Practice prevention versus procrastination

When controlling weeds in fruit and vegetable crops, maybe there’s some truth to the old adage: “An ounce of prevention causes a lot less pain.”

“The best way to control weeds in a garden is to just not let them get started,” said Stuart Sutphin, an Extension agent in Danville, Virginia. “You want to do your soil preparation before planting. Turn the soil over a couple of times, remove any weeds, roots and things like that so there’s good, clean soil in the garden.”

Placing mulch in row middles can help suppress weeds. Photo by Rocky Womack.

Placing mulch in row middles can help suppress weeds. Photo by Rocky Womack.

Too often, farmers want something they can spray to control weeds. “Unfortunately, everything they can spray to control the weeds will also kill their plants that they were trying to protect,” Sutphin said.

“Herbicides can be an option if they use pre-emergent herbicides, where the soil is treated several months before the planting takes place, and that kills the weed seeds that are present in the soil. Of course, if you use that, you can’t direct-seed the garden. You have to have actual live transplants instead of direct seeding. A lot of these products are similar to crabgrass preventer, which is a pre-emergent that kills the crabgrass seeds.”

Growers should take heed to not spray when the wind is blowing hard because it can cause herbicide chemicals to drift onto other crops, according to a paper by Virginia Tech Extension horticultural specialists Diane Relf and Alan McDaniel. The drift from pre-emergence herbicides also can cause seeds not to germinate. In addition, Relf and McDaniel warn growers not to spray herbicides with the same spray tank that they use for pest and disease control. Serious damage can occur.

Good to have options

Luckily, Sutphin said farmers have at least three options to deal with pesky weeds. (1) They can simply pull the weeds regularly, which he said is probably the most reliable. Growers with large acreage can’t afford to spend the labor on pulling weeds unless they just need something for their workers to do.

“Pull them up by the roots before they become big,” Sutphin said. “If you wait too long, they become established, and it’s harder to pull them out.” He suggests inspecting the field once or twice a week and pulling any weeds that have seeded.

“By the middle of the summer, you’re not getting very many weeds because all the seeds have germinated and (are) pretty much gone,” he said.

A second effective option, according to Sutphin, is to lay down newspaper on the top of the soil once the crop is planted. He advises placing the newspaper about three layers deep or about three pages thick. Also, he warns to avoid newspaper with too much color because the ink could be toxic.

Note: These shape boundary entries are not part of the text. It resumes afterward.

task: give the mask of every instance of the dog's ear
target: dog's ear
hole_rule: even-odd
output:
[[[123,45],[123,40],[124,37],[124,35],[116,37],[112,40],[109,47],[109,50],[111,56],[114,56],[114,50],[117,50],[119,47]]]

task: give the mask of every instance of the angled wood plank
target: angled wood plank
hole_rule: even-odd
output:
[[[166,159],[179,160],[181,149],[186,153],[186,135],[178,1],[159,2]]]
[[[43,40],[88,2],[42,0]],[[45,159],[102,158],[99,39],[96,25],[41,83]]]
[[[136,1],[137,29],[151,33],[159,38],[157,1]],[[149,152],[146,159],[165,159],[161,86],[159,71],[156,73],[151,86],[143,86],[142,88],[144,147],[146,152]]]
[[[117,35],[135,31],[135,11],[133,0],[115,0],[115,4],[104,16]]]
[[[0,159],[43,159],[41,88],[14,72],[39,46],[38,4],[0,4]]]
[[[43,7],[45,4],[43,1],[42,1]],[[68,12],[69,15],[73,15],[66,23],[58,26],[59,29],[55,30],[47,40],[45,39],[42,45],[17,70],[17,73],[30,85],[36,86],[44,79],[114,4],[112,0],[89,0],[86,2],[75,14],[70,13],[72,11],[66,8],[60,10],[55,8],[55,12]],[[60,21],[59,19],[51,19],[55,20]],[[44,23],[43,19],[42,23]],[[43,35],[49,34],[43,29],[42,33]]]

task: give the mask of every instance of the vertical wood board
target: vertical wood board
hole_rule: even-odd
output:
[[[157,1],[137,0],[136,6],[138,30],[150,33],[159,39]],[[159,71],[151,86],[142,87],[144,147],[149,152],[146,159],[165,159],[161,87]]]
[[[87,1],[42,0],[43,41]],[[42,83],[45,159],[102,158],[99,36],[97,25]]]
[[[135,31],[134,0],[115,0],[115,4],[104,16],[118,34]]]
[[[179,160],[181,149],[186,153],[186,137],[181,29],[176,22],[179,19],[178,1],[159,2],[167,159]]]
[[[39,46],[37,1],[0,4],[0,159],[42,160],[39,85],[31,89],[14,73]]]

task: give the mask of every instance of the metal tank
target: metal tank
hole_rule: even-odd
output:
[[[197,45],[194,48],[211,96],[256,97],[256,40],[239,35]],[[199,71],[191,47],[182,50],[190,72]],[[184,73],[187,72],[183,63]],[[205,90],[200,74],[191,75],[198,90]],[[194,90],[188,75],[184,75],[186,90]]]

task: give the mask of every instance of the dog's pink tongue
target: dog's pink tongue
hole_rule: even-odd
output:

Putting down black plastic is one way growers keep weeds in away from the plants. Photo by Rocky Womack

Next, he recommends covering the newspaper with about an inch of mulch to hold it down. Good organic mulches include pine bark, pine straw, sawdust and grass clippings, according to information from Jeff Derr and Henry Wilson, weed scientists with Virginia Tech. Be careful of any mulch that has been recently treated with herbicide, as damage to the plant could occur. Derr and Wilson strongly recommend monitoring soil fertility since some mulch can hold excess nitrogen such as sawdust. The advantage to mulches is that they hold soil moisture, cool the soil and suppress weeds.

Though the mulch is lying over the newspaper, don’t be alarmed. “Air and water will go back and forth through the newspaper,” Sutphin said, “so the plants are still able to get those critical elements. The newspaper will degrade throughout the summer, but it will control the weeds, and will prevent weeds up to five months.

“You don’t need to remove the newspaper,” he added. “At the end of the growing season you just till it right into the soil the next time you’re ready to plant. It’s mostly wood fiber anyway.”

Besides newspaper, he said growers can use weed barriers or landscape fabric. Unlike newspaper, growers must remove the barriers or fabric before tilling the land again, replacing them the next year, the year after and beyond as long as they hold up. “Once again, air and water will pass back and forth through the material,” Sutphin said, “but weeds won’t come up through it.”

A third option and the least desirable according to Sutphin is to put down black plastic or just some type of plastic sheet. Since commercial growers use black plastic regularly, they are sure to install a useful irrigation system, “because air and water will not go through the plastic,” he said. “It can be used in a vegetable garden if you can figure out a way to get the water where the plant roots are.”
Like with barriers and fabric, he said black plastic should be taken up after each season before growers till the land again.

Remember

Growers should keep in mind that preventing weeds is part of the prescription to a healthy crop. Don’t procrastinate; be preventive. Once they grow extensively, more hand work is needed to remove them. Don’t let weeds rule you; you rule the weeds.